Post-viral rhinitis is seen in cats that have previously had an upper respiratory tract infection where the lining of the nasal cavity has suffered permanent damage. This results in ongoing frequent bacterial infections. Diagnosis can be frustrating, as multiple tests are needed to rule out other causes initially. As there is no cure, treatment involves management of the symptoms and can involve repeated antibiotic courses and corticosteroid medication. Unfortunately as this is a chronic condition it can become expensive to treat and result in a poor-quality of life for your pet. 


Polyps are benign inflammatory growths that can develop in the nasal passages and cause sneezing and noisy breathing. If they extend into the ear canal you may notice your cat scratching their ear or tilting their head to one side. If they grow more towards the back of the throat (nasopharynx) they may make swallowing difficult. Bacterial infections can also develop causing nasal discharge that may require antibiotics.

While some cats are very tolerant of us poking and prodding them, diagnosis usually requires a veterinary examination under sedation or general anesthesia so that the throat, nose and ears can be examined properly. Surgical removal is possible but regrowth can occur so sometimes more extensive surgery is required.  

Nasal Tumours

Unfortunately not all growths in the nose are polyps and some may be cancerous. They often cause the same clinical signs as polyps and so it can be hard for your vet to tell the difference initially. Although, malignant tumours are more likely to cause facial distortion. Again, full examination under sedation or general anaesthesia will be required and sampling of the abnormal tissue will allow a laboratory to diagnose the type of growth present.

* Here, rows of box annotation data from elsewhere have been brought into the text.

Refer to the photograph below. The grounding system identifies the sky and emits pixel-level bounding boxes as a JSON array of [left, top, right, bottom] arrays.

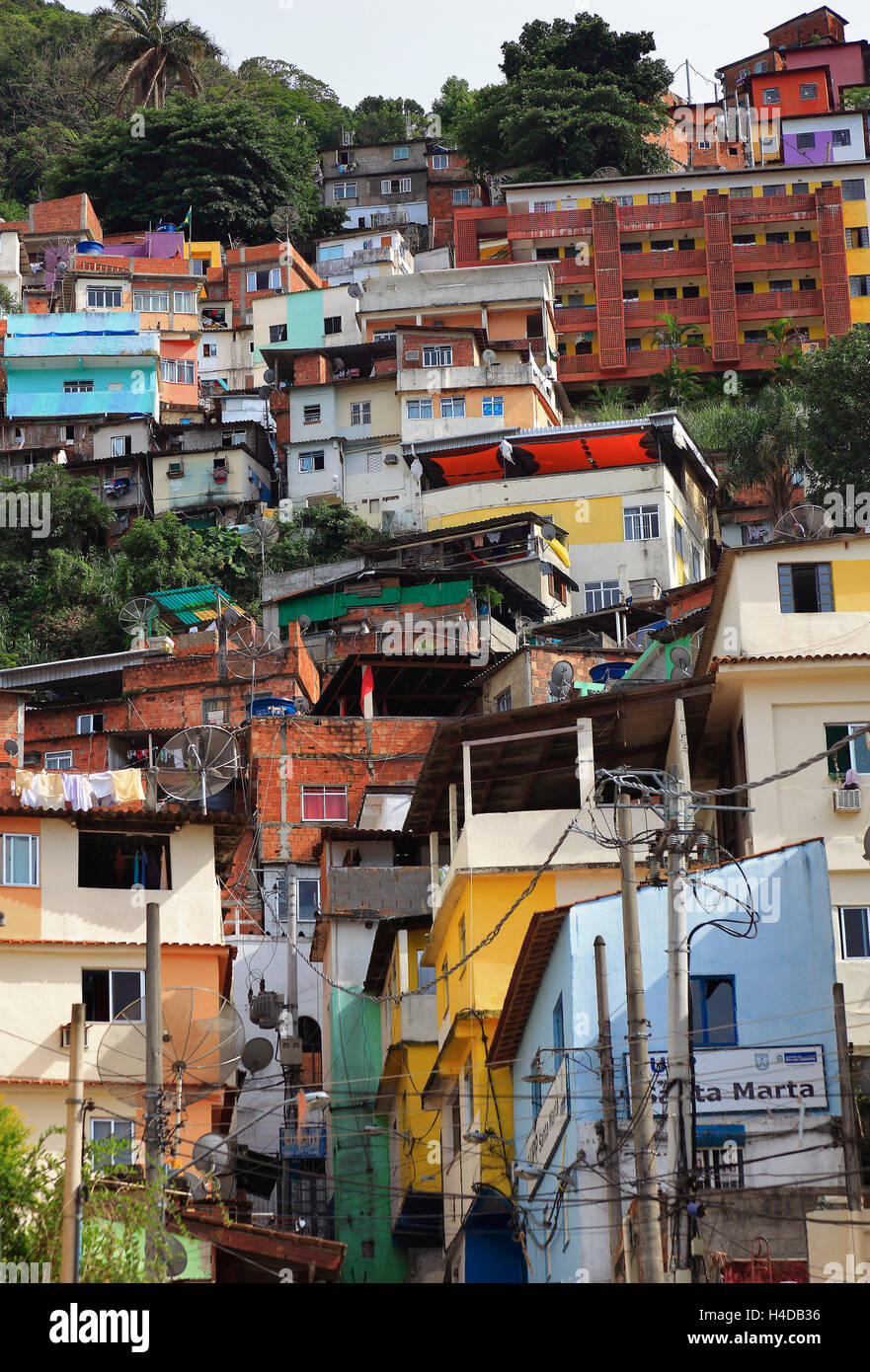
[[66, 0, 818, 110]]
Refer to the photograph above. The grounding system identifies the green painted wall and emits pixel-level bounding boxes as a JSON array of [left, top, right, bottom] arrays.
[[330, 988, 406, 1285]]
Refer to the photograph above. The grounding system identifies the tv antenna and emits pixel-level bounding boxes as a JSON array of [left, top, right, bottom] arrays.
[[119, 595, 159, 648], [239, 514, 279, 576], [226, 624, 284, 717], [774, 505, 837, 541], [96, 986, 244, 1153], [155, 724, 239, 815]]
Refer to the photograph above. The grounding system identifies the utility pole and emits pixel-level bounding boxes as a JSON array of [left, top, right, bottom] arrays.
[[60, 1004, 85, 1285], [666, 763, 694, 1281], [594, 935, 621, 1277], [832, 981, 863, 1210], [145, 901, 165, 1281], [616, 793, 665, 1283]]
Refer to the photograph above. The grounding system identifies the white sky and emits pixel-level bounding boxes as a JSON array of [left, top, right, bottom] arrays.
[[68, 0, 818, 110]]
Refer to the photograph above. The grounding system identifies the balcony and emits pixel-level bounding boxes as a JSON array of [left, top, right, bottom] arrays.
[[508, 210, 592, 239], [620, 249, 707, 281], [730, 194, 815, 224], [737, 291, 824, 320], [733, 243, 820, 271]]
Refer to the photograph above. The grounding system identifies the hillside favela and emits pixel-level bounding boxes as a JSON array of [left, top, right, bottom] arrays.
[[0, 0, 870, 1334]]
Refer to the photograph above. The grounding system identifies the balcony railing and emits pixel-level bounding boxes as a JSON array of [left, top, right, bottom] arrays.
[[733, 243, 820, 270]]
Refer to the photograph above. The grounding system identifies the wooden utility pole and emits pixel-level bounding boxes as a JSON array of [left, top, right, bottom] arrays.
[[832, 981, 863, 1210], [594, 935, 621, 1277], [60, 1004, 85, 1285], [616, 796, 665, 1283]]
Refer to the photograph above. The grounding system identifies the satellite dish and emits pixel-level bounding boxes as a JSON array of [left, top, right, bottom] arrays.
[[155, 724, 239, 815], [96, 986, 244, 1118], [191, 1133, 232, 1172], [550, 661, 574, 700], [163, 1234, 187, 1277], [119, 595, 159, 648], [670, 644, 693, 680], [774, 505, 837, 541], [238, 1038, 275, 1075]]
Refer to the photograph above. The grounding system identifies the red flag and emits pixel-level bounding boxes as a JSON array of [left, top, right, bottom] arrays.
[[359, 664, 374, 715]]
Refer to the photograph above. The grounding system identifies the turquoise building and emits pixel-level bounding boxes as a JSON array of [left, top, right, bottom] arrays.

As with polyps, surgical removal may be possible but this will be dependent on the size and type of tumour. Sometimes advanced specialist imaging is needed to visualize how far it may have spread and determine if surgery is possible. Follow-up treatment, such as radiotherapy or chemotherapy may also be required. 

Foreign material 

In some cases a grass blade or seed becoming stuck in the nasal passage may cause sneezing and retching as your cat tries to dislodge it. Nasal discharge will be localized to one side and your vet will need to anaesthetize your cat to flush it out.  

Sneezing in the age of Covid-19

And finally, what about the dreaded C-word? This year a very small number of cats showing respiratory signs have tested positive for Covid-19 (coronavirus). It is believed they caught it from humans but there is no evidence that cats can give it back to their human owners. Due to the incredibly small number of cases reported, however, it is far more likely that one of the reasons listed above is the cause of your cat sneezing, not coronavirus. 

If sneezing is persistent or accompanied by other signs of ill health it is essential that you contact your veterinary practice for further advice.